Tissue Expander Timeline
The main function of the expander, the inflation process, generally begins 2-3 weeks after surgery, with saline injections occurring once or twice a week. The amount and frequency of saline injected depend on the patient and her tolerance for pain (larger volumes are more painful). The process ends once the breast reaches the desired size (which varies depending on the implant size). After reaching the desired volume, the skin is left for 2-6 months to adapt to the new volume before the permanent implant is inserted in a second surgery. Recovery from this surgery usually takes between 3 days to a week.
Advantages of Using Silicone
- Insertion through the original mastectomy scar – This reduces the need for additional incisions.
- Simple and quick surgery – Generally, patients can go home the same day or the day after surgery.
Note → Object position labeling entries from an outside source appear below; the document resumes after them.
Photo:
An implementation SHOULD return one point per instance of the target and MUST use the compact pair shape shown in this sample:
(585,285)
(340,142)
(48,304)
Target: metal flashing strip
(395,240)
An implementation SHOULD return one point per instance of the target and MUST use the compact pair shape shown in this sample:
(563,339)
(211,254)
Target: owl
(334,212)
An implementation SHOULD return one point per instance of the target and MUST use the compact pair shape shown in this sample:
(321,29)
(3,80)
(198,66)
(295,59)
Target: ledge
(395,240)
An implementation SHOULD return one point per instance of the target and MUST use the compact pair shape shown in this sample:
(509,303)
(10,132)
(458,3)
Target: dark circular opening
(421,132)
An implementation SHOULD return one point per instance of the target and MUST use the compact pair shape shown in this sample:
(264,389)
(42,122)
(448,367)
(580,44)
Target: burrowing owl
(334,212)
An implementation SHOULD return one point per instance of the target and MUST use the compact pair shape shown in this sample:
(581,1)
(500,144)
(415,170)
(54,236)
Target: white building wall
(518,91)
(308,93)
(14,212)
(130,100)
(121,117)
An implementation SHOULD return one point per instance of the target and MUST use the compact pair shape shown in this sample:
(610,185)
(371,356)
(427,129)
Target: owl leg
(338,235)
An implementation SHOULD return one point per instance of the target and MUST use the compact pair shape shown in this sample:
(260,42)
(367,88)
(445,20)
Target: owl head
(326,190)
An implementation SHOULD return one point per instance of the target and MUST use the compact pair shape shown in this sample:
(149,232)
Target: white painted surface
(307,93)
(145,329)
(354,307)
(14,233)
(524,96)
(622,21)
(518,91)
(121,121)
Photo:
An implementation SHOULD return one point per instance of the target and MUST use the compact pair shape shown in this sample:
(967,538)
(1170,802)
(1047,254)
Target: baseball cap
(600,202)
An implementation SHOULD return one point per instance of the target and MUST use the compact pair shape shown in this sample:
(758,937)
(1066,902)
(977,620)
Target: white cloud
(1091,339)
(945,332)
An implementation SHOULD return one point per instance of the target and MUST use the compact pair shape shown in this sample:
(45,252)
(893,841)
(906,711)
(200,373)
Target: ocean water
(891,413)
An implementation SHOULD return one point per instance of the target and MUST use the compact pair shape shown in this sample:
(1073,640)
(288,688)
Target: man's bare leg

- Options if the reconstruction fails – If the reconstruction fails, there are still other options, such as flap reconstructions.
- Better symmetry in bilateral reconstructions – In a double mastectomy, silicone implants tend to create more similar breasts compared to unilateral reconstructions.
Disadvantages
- Suboptimal aesthetic results – The reconstructed breast may appear firmer, higher, and less natural compared to the opposite breast.
- Complications – A significant number of patients will require additional surgeries due to complications such as capsular contracture, infections, or implant rupture.
In conclusion, silicone breast reconstruction offers a viable and commonly used solution for restoring the breast after mastectomy, though it comes with both benefits and risks. It is essential to discuss all options, including potential complications and aesthetic expectations, with a skilled plastic surgeon to determine the best approach for each patient.